In turbulent times, Femdot says there's a connection to be drawn between the logical manner of thinking that defines the scientific method and music, particularly in terms of the stereotypes and societal misconceptions that often accompany rap.

                                                                                                                                                                                                                       
 

The desire to address the world in song and apply a socially conscious attitude to music connects a lot of the rap artists breaking through to the mainstream out of the Chicago area right now.

Social awareness defines Femdot's first full-length album "Delacreme 2." Issues pertinent to a 23-year old -- racial bias, student loans, school shooters and more -- are all addressed on an album that features the rapper's experimentation with live instruments and a choir.
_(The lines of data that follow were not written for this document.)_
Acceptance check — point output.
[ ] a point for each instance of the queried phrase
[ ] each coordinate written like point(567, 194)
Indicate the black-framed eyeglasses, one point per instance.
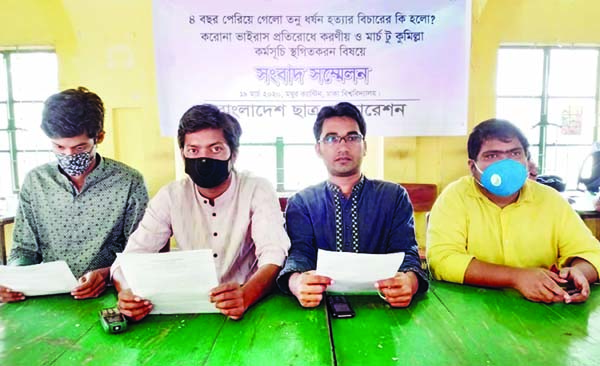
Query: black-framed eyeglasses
point(351, 138)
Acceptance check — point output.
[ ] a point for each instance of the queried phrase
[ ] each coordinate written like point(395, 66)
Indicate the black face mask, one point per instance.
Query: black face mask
point(207, 172)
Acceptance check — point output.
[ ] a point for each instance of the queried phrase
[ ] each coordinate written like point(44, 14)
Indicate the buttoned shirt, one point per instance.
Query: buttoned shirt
point(86, 228)
point(243, 227)
point(538, 230)
point(384, 222)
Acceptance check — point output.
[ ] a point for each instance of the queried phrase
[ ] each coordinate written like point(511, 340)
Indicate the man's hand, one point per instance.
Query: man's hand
point(91, 284)
point(229, 299)
point(576, 277)
point(541, 285)
point(308, 287)
point(132, 306)
point(7, 295)
point(399, 290)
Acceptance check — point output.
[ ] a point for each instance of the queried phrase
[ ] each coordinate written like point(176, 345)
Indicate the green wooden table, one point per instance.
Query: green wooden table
point(451, 325)
point(464, 325)
point(57, 330)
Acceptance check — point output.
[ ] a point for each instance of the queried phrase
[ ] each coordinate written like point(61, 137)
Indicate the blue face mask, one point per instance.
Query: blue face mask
point(503, 178)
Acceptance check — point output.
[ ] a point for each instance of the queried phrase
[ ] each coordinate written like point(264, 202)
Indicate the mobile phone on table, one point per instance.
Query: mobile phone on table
point(112, 320)
point(339, 307)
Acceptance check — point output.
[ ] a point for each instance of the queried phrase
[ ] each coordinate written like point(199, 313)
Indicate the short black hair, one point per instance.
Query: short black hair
point(494, 129)
point(343, 109)
point(73, 112)
point(201, 117)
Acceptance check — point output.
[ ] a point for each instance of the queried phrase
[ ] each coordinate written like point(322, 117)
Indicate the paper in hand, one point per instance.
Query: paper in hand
point(175, 282)
point(357, 272)
point(39, 279)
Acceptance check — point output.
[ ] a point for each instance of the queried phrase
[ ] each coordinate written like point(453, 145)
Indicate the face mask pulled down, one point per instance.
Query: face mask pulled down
point(207, 172)
point(503, 178)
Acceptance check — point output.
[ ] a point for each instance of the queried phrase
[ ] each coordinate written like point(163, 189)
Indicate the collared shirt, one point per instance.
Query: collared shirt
point(243, 227)
point(338, 198)
point(86, 229)
point(385, 224)
point(538, 230)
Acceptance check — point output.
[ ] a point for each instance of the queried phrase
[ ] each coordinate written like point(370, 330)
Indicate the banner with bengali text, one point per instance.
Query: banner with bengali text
point(273, 65)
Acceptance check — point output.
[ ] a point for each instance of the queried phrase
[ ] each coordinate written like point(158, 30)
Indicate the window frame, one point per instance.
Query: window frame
point(11, 129)
point(544, 98)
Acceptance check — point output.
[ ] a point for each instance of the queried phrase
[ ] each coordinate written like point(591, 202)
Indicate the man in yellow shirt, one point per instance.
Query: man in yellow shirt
point(496, 228)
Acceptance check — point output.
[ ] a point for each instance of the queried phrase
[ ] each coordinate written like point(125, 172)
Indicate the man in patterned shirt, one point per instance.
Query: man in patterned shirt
point(81, 208)
point(349, 213)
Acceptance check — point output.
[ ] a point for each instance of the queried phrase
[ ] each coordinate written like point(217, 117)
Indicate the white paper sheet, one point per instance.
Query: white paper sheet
point(39, 279)
point(175, 282)
point(357, 272)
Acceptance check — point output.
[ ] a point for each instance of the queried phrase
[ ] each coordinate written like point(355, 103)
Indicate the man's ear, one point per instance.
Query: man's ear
point(472, 168)
point(100, 137)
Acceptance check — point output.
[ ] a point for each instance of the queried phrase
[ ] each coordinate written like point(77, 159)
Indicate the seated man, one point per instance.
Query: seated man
point(234, 214)
point(349, 213)
point(82, 208)
point(496, 228)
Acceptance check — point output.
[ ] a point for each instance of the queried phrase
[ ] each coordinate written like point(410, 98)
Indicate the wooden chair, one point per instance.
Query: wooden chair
point(422, 196)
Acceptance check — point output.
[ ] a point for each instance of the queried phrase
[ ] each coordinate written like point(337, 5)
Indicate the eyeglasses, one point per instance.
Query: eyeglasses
point(352, 138)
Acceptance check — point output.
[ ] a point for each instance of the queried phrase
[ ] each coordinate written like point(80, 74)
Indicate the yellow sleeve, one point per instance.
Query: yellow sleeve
point(447, 236)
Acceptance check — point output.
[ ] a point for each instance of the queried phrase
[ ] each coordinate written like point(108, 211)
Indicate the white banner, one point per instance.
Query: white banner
point(273, 65)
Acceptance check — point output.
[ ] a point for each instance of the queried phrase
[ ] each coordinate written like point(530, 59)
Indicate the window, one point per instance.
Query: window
point(289, 162)
point(551, 93)
point(27, 78)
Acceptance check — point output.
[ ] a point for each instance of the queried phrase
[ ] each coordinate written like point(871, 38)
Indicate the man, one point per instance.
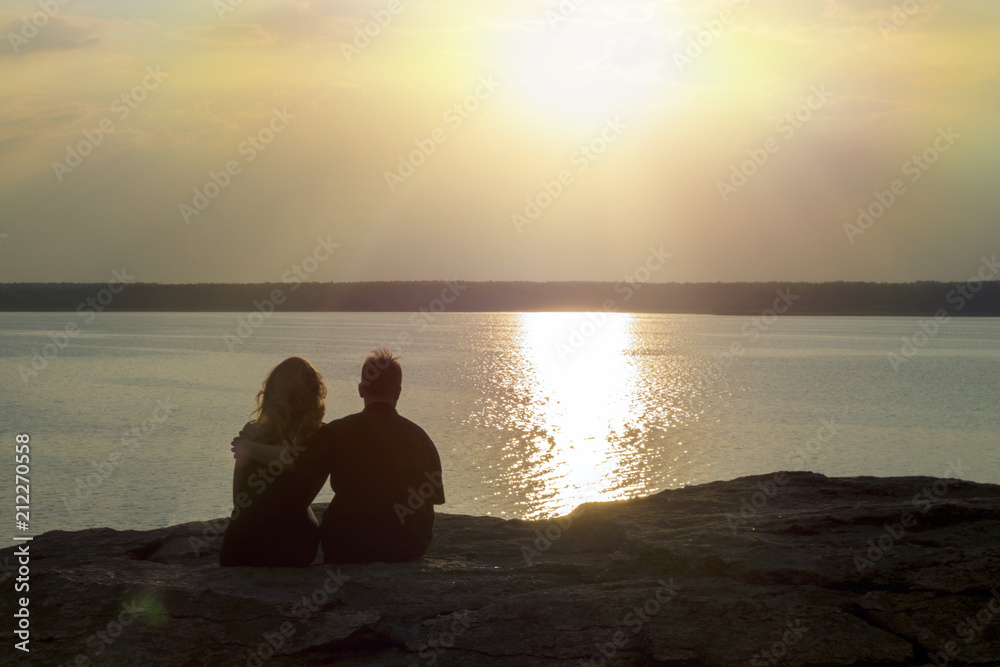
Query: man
point(384, 471)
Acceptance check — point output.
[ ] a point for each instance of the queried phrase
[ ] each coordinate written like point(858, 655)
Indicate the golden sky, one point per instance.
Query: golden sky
point(217, 141)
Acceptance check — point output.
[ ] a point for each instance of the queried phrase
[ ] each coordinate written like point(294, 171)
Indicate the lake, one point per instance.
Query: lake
point(131, 416)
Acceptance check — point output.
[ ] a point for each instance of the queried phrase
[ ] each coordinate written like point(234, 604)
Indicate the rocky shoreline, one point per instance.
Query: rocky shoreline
point(784, 569)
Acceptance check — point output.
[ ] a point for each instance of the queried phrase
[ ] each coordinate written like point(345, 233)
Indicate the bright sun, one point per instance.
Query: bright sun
point(583, 66)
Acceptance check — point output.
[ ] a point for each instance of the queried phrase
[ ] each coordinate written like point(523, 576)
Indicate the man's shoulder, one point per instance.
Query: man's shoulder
point(413, 426)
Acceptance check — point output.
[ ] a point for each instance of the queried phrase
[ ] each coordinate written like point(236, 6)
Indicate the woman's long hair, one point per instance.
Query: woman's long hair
point(291, 402)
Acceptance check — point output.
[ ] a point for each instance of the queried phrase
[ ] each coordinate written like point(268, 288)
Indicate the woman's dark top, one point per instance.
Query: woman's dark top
point(272, 524)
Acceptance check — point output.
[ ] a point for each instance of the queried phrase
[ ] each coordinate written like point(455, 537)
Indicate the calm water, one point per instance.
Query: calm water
point(533, 414)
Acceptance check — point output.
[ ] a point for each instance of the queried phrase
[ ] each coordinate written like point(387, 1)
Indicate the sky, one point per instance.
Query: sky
point(231, 140)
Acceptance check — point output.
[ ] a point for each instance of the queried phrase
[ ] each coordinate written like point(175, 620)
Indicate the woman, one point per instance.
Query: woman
point(272, 524)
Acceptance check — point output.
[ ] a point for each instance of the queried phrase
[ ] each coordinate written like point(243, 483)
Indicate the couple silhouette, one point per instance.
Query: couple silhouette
point(384, 471)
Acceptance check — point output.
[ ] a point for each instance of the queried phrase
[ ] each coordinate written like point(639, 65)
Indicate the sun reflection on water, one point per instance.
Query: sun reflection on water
point(582, 422)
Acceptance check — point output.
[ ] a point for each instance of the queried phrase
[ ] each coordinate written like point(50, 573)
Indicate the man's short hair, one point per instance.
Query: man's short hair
point(381, 374)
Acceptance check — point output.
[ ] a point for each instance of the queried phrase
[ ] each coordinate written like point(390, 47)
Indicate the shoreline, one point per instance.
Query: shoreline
point(816, 570)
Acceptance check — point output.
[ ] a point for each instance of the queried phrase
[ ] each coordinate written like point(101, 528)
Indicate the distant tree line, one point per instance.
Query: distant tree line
point(832, 298)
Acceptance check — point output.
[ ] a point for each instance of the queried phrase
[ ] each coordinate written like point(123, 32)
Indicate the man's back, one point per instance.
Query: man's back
point(386, 476)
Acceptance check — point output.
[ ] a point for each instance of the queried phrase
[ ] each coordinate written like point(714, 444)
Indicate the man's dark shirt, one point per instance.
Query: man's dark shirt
point(386, 476)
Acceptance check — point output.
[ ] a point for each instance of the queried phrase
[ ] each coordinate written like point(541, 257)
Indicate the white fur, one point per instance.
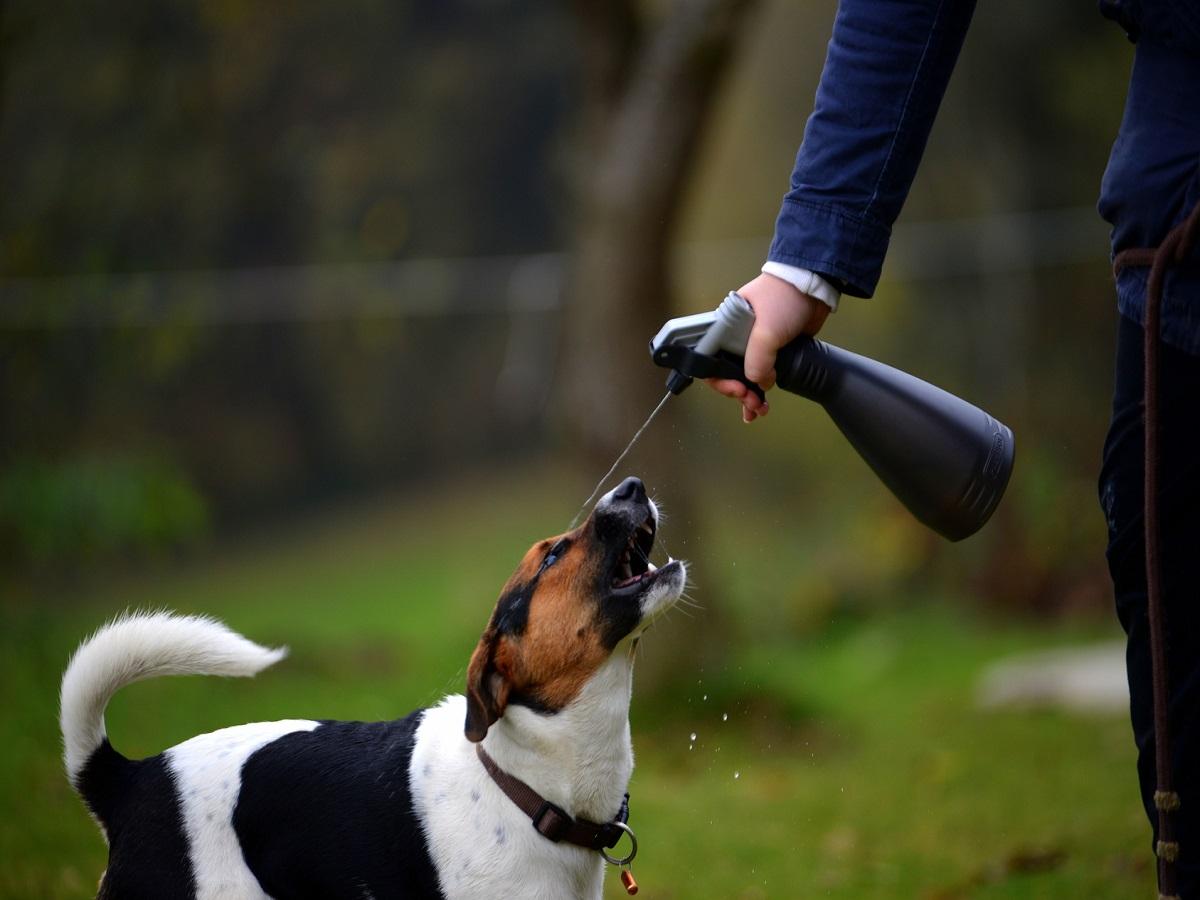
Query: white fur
point(580, 759)
point(208, 777)
point(142, 646)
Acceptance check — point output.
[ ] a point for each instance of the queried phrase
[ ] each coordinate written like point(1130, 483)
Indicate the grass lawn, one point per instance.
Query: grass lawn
point(846, 761)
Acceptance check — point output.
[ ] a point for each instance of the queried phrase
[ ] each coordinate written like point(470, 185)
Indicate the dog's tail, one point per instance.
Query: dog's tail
point(131, 648)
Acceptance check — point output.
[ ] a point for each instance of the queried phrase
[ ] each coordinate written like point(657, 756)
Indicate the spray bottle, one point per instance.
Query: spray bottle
point(947, 461)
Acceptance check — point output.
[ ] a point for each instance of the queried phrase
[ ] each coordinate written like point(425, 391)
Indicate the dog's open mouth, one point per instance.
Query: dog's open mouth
point(634, 564)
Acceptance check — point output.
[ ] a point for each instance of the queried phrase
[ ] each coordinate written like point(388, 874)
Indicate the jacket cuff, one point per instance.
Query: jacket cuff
point(805, 281)
point(841, 249)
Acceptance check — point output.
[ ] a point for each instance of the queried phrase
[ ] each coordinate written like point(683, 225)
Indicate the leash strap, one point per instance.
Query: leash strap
point(1173, 251)
point(552, 821)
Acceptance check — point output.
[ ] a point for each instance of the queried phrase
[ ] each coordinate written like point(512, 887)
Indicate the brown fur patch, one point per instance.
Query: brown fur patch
point(561, 646)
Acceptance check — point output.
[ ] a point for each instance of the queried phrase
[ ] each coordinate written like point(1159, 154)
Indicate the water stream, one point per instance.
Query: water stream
point(619, 459)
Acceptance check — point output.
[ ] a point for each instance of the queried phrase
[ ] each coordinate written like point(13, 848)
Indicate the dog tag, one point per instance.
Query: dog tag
point(627, 879)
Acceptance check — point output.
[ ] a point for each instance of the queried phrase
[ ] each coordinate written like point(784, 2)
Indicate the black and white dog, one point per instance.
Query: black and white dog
point(400, 809)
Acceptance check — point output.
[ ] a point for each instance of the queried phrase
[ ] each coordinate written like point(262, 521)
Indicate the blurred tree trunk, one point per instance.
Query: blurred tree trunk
point(651, 85)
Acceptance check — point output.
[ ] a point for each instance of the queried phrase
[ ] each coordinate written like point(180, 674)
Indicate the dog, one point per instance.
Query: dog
point(514, 789)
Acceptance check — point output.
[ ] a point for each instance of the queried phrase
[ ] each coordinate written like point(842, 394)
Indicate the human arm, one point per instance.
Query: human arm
point(886, 71)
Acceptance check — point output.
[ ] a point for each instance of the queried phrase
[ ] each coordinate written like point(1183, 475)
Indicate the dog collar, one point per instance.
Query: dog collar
point(555, 823)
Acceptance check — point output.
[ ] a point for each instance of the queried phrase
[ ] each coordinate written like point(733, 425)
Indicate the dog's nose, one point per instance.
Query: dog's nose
point(631, 490)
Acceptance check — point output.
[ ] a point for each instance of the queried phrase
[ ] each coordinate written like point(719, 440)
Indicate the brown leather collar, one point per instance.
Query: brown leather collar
point(552, 821)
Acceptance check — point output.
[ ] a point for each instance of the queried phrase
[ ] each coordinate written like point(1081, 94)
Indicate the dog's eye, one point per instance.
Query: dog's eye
point(555, 553)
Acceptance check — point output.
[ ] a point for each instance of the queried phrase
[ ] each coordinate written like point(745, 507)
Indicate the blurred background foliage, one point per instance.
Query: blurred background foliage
point(267, 264)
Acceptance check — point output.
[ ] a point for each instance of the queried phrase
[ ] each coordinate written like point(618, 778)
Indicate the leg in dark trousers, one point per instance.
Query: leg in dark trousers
point(1121, 497)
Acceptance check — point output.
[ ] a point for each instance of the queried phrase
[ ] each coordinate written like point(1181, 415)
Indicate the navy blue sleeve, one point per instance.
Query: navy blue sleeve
point(885, 76)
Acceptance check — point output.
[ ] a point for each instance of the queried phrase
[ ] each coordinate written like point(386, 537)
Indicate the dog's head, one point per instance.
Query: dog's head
point(568, 606)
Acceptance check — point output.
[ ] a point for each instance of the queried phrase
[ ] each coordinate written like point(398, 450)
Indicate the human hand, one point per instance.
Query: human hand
point(783, 312)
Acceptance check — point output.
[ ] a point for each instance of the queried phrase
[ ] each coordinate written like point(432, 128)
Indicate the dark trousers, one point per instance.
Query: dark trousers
point(1121, 497)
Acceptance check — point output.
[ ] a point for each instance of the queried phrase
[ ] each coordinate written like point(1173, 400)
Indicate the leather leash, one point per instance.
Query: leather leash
point(553, 822)
point(1173, 251)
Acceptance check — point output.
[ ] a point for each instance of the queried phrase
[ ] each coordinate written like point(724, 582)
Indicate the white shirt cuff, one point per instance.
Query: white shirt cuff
point(807, 282)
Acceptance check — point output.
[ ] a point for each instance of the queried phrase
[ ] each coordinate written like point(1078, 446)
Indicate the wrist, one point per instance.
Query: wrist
point(805, 281)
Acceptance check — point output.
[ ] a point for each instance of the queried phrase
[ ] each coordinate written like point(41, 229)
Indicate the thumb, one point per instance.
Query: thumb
point(760, 360)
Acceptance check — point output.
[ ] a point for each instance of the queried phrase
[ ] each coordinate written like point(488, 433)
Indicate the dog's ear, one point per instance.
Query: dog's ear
point(487, 687)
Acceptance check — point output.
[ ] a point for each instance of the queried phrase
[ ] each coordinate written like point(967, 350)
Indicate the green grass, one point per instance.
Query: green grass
point(852, 762)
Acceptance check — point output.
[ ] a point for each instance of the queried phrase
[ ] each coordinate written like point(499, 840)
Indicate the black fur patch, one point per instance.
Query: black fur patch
point(329, 814)
point(511, 616)
point(138, 804)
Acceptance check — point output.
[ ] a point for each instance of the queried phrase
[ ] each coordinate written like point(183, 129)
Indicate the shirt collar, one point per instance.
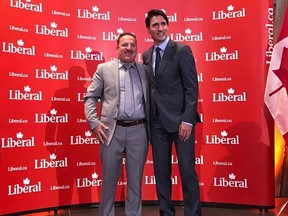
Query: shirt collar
point(163, 44)
point(121, 63)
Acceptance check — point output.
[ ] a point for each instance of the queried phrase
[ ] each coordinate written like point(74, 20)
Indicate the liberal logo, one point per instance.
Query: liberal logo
point(231, 182)
point(230, 97)
point(111, 36)
point(26, 188)
point(52, 30)
point(89, 182)
point(229, 14)
point(18, 49)
point(53, 74)
point(223, 139)
point(26, 95)
point(87, 140)
point(53, 163)
point(222, 56)
point(51, 118)
point(19, 142)
point(188, 37)
point(26, 5)
point(79, 55)
point(93, 14)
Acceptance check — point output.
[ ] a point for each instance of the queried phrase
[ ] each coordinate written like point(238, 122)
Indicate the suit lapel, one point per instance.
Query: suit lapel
point(168, 52)
point(150, 66)
point(115, 73)
point(142, 79)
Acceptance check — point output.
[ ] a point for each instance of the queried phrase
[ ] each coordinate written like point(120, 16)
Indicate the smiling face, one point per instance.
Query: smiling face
point(127, 48)
point(158, 29)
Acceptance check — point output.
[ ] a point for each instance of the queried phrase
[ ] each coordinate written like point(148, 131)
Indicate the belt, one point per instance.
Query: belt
point(125, 123)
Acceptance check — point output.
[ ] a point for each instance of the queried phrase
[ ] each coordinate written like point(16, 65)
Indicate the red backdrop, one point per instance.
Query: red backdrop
point(49, 51)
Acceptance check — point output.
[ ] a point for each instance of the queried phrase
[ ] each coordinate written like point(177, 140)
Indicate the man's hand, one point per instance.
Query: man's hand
point(184, 131)
point(99, 131)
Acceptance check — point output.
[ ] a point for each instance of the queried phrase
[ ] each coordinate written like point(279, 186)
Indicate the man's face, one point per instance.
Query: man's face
point(158, 29)
point(127, 49)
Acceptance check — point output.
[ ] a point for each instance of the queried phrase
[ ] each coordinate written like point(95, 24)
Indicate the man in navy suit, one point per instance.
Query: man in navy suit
point(173, 106)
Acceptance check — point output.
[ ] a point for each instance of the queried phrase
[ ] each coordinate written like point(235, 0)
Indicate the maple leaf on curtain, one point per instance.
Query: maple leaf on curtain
point(275, 95)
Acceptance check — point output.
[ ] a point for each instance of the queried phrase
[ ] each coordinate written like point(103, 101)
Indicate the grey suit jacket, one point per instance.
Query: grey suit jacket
point(175, 91)
point(105, 86)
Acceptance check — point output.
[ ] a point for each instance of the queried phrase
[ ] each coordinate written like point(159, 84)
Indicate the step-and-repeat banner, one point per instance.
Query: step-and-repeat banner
point(50, 50)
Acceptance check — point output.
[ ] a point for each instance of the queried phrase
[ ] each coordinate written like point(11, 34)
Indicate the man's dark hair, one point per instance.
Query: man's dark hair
point(152, 13)
point(124, 34)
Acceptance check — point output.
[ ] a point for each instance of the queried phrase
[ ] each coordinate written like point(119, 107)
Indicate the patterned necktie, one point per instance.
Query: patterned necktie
point(129, 96)
point(157, 60)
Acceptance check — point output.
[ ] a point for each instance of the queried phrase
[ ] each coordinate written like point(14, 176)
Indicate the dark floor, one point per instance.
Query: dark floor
point(281, 209)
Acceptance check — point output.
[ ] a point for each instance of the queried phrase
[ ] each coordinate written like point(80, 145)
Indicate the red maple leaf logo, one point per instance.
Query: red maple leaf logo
point(282, 72)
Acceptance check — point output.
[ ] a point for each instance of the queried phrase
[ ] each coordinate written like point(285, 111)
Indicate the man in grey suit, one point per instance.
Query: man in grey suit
point(174, 97)
point(121, 86)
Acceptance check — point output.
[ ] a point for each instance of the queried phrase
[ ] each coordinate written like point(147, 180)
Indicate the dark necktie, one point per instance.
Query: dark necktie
point(157, 60)
point(129, 98)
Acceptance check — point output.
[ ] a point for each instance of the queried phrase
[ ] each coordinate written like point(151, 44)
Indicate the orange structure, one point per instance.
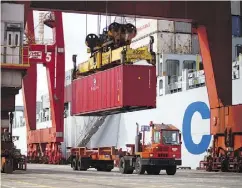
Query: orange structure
point(101, 158)
point(44, 144)
point(163, 153)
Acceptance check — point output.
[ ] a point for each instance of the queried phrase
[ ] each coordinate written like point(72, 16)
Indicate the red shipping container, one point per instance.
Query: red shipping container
point(119, 89)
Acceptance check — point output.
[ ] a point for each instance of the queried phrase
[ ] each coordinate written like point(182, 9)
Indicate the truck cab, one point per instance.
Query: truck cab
point(163, 153)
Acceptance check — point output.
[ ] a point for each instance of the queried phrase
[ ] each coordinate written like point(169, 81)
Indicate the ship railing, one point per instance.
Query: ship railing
point(236, 72)
point(175, 84)
point(14, 56)
point(196, 79)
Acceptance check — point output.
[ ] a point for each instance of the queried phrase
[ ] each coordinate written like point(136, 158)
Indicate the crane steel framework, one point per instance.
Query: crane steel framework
point(45, 141)
point(214, 32)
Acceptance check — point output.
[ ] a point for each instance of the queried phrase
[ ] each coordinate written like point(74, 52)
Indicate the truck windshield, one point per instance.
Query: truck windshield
point(170, 137)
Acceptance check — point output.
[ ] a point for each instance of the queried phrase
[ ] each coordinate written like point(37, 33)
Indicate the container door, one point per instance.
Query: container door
point(13, 47)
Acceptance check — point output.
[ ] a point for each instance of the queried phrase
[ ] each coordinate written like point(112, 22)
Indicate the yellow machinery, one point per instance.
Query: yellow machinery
point(113, 48)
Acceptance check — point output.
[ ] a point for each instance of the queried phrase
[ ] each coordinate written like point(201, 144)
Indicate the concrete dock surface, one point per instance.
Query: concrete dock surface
point(62, 176)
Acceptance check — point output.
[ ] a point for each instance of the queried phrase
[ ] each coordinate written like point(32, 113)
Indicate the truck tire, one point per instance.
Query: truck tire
point(8, 166)
point(124, 168)
point(74, 164)
point(81, 165)
point(153, 170)
point(171, 170)
point(139, 168)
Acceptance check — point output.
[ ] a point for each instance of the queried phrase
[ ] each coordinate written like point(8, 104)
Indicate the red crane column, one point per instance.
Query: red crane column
point(53, 58)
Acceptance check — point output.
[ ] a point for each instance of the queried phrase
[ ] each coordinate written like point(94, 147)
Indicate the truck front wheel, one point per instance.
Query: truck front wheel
point(74, 164)
point(124, 168)
point(171, 170)
point(139, 168)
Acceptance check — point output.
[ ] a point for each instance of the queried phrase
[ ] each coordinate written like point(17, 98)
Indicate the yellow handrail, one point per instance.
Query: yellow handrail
point(24, 57)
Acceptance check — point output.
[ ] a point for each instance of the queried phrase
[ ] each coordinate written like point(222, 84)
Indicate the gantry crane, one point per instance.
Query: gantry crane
point(214, 41)
point(45, 143)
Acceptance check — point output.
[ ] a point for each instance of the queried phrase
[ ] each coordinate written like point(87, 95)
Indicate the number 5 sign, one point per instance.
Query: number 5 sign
point(48, 57)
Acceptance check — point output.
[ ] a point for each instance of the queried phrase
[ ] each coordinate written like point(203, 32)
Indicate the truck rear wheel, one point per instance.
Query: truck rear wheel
point(81, 165)
point(139, 168)
point(124, 168)
point(171, 170)
point(153, 170)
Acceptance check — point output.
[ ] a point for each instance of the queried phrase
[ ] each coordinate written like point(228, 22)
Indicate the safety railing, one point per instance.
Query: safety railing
point(14, 56)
"That's the most difficult thing -- to get your message across without sounding like you're preaching to anybody. Even gospel music doesn't preach to you. It uplifts you. So that's the main thing," said Femdot. "It was a four- or five-year process, honestly. For me, personally, it was a self-discovery thing. Every song helped me and that's why it's on there. Whether it's the good, the bad, the flaws or whatever, each song kind of gives a glimpse into how I, at the moment, view myself."

In 2013, as Chance the Rapper's "Acid Rap" mixtape was beginning to break out, shining a light on a number of city and suburban artists in the process, Femdot was a student at Penn State University afraid he might be missing his moment. That's why he transferred to DePaul.

"If I come home and do what I'm supposed to do, I think another moment will come and it may be even bigger," the rapper said of his mindset. "And that's kind of what's happening now."

As tempting as it was to put school on hold and chase success in the music industry, Femdot says it was critical to finish what he started.

"If I'm only known at the end of my career for being a rapper, than I haven't done enough and it's a waste of the gifts that I have," Femdot explained. "Earning this degree helps solidify that idea and just shows people that they can do whatever they want. There's a bunch of reasons but the overall idea is just to be more than a rapper, you know?"

• • •

Lollapalooza

When: Runs 11 a.m. to 10 p.m. Thursday, Aug. 2, through Sunday, Aug. 5

Where: Grant Park, 601 S. Michigan Ave., Chicago, lollapalooza.com

Admission: Most packages are sold out. General admission for Sunday, Aug. 5, is $120.